Vision for insects can demand high amounts of energy, so many develop systems in which the head moves independently of the body. So, instead of having advanced peripheral vision which requires lots of energy, the bug simply turns its head for a higher resolution look.
The researchers’ camera mimics insect head movement to cut down on energy usage and maintain balance. The tiny camera is attached to a mechanical arm that scientists can steer to direct the camera at a certain object, or to get a wider view. This way, the shot is higher resolution than it would be if the camera had an energy-sapping, wide-angle lens.
“By combining these two different things – living animals with sensors – you’re basically getting the best of both worlds,” Gollakota tells Donna Lu of New Scientist.
The camera is powered by a lithium polymer battery and can stream continuously for over an hour. Scientists can also program the camera to only capture footage when the beetle is moving, as sensed with an accelerometer, increasing battery life up to six hours. For future versions, researchers are looking to use other power sources, CNN reports.
The camera captures monochromatic “first-person” footage at a resolution of 160-by-120 pixels, at a rate or between one and five frames per second. The video is transmitted via Bluetooth to a smartphone and can be controlled from up to 120 meters away, or just over the length of a football field, according to UW News.
For this test, two species of beetles were outfitted: the death-feigning beetle (asbolus laevis) and the pinacate bettle (Eleodes nigrina).

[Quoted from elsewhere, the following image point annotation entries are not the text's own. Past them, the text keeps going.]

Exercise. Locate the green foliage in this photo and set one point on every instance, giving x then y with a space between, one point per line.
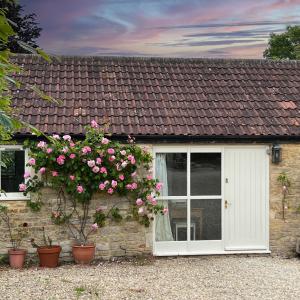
16 234
25 28
78 170
285 45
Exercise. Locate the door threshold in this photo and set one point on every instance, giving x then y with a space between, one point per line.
213 253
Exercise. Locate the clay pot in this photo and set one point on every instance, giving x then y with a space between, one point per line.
17 258
49 256
83 254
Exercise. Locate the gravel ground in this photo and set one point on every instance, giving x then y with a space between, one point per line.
233 277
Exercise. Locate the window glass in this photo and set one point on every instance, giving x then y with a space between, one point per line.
171 170
206 219
205 174
172 226
13 170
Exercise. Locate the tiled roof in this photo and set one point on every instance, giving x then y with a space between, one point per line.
157 96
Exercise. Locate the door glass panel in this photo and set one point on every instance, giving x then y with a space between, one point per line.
205 174
171 170
172 226
206 219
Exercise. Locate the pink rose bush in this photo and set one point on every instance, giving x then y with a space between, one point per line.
95 164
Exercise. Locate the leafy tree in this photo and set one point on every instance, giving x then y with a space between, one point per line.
9 120
25 27
285 45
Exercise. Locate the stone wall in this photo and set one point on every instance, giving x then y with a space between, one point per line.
283 234
130 238
115 239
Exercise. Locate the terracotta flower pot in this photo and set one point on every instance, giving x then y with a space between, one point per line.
83 254
49 256
17 258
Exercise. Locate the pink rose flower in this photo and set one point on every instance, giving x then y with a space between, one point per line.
103 170
42 144
61 160
86 150
114 183
67 137
101 186
105 141
94 124
42 170
26 174
124 164
154 201
91 163
96 169
110 151
139 202
65 149
49 150
149 197
141 211
22 187
112 158
54 173
158 186
79 189
94 226
31 161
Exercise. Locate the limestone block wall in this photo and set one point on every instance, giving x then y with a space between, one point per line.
283 234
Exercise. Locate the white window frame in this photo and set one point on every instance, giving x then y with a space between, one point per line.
16 195
190 246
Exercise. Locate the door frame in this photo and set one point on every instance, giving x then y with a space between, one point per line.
203 247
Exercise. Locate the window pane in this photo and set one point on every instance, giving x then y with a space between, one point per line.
206 219
173 226
171 170
205 174
12 173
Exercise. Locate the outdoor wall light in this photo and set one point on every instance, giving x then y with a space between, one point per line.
276 154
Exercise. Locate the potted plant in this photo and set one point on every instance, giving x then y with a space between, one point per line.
48 254
78 170
16 235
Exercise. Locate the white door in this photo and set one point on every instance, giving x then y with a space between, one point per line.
246 198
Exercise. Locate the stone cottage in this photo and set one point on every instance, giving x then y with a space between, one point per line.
220 131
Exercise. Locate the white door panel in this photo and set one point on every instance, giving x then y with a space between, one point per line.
246 194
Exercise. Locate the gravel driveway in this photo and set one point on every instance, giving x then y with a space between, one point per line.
226 277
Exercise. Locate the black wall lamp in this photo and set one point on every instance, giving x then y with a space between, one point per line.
276 154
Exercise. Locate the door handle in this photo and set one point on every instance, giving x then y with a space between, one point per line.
226 204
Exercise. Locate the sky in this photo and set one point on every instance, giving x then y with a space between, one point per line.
168 28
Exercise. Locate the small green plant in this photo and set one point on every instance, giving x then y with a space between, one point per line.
285 184
47 241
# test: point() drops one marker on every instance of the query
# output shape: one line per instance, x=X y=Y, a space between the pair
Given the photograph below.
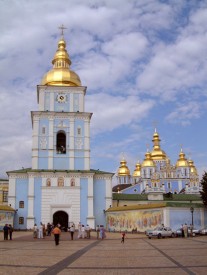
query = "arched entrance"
x=61 y=217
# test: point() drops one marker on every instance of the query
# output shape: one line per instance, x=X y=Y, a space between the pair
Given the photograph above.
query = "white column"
x=50 y=145
x=30 y=217
x=71 y=102
x=81 y=103
x=41 y=100
x=90 y=217
x=12 y=192
x=71 y=145
x=52 y=102
x=87 y=145
x=108 y=193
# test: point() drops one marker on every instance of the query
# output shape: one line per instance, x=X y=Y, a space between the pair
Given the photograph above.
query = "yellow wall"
x=4 y=186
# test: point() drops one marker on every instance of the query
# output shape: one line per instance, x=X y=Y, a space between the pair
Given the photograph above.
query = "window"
x=21 y=204
x=5 y=196
x=79 y=131
x=60 y=181
x=21 y=220
x=43 y=130
x=72 y=182
x=48 y=182
x=61 y=142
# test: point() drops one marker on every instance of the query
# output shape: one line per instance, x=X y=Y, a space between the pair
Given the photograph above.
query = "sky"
x=144 y=63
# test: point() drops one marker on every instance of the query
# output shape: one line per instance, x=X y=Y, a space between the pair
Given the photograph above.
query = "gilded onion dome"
x=157 y=153
x=123 y=169
x=182 y=161
x=148 y=162
x=61 y=75
x=137 y=170
x=193 y=169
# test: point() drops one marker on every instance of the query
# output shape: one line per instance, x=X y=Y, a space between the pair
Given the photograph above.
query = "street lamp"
x=192 y=210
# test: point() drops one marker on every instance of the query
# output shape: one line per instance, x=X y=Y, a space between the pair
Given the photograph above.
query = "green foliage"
x=204 y=189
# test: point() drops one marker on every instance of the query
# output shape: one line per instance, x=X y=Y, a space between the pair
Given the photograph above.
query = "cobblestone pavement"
x=138 y=255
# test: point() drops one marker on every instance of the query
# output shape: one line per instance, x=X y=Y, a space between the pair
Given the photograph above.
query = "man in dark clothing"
x=10 y=232
x=6 y=231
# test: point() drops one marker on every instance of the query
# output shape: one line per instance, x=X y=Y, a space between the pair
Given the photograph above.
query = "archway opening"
x=61 y=217
x=61 y=142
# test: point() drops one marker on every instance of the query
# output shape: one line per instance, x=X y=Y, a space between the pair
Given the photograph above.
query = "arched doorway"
x=61 y=217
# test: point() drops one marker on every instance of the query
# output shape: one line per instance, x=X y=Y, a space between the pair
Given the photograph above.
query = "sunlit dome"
x=123 y=169
x=157 y=153
x=148 y=162
x=182 y=161
x=61 y=75
x=193 y=169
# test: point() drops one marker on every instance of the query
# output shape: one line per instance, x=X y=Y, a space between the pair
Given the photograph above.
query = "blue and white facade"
x=156 y=175
x=60 y=186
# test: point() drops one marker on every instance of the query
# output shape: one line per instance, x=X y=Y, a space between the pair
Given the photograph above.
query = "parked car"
x=160 y=232
x=178 y=232
x=203 y=231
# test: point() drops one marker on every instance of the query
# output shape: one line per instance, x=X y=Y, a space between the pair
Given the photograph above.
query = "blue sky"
x=142 y=61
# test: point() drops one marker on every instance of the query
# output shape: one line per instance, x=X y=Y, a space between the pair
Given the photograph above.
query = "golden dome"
x=157 y=153
x=182 y=161
x=193 y=169
x=123 y=169
x=61 y=75
x=148 y=162
x=137 y=170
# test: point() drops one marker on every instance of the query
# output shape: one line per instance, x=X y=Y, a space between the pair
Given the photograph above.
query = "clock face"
x=61 y=98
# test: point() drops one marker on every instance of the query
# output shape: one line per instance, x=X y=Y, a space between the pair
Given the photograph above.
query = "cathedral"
x=60 y=187
x=156 y=174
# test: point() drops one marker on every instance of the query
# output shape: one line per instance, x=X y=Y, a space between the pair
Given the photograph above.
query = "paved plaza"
x=138 y=255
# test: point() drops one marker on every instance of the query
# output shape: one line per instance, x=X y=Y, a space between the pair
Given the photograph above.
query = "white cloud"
x=185 y=113
x=112 y=112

Researchers reported all the test beetles remained alive a year after the experiment.
There is currently no way to control the beetles’ movement. But researchers are hoping that they can outfit many more beetles to more thoroughly map environments.
“As they spread out you can collect enough information that you don’t need to control the insects,” Gollakota tells New Scientist.
The camera could be used to explore and map remote environments or help biologists understand movement in certain terrains.
"There are so many questions you could explore, such as how does the beetle respond to different stimuli that it sees in the environment?" co-lead author Vikram Iyer tells UW News. "But also, insects can traverse rocky environments, which is really challenging for robots to do at this scale. So, this system can also help us out by letting us see or collect samples from hard-to-navigate spaces."
Creating such a powerful camera that is so light and virtually undetectable raises questions about the implications for covert surveillance. The scientists acknowledge the privacy concerns.
"As researchers we strongly believe that it's really important to put things in the public domain so people are aware of the risks and so people can start coming up with solutions to address them," Gollakota tells CNN.
In addition to the camera-laden beetles, the team developed a small robot with steerable vision that allows them to track objects with 26 to 84 times lower energy than moving the whole robot. Their work could provide a key step in making more functional miniature robots.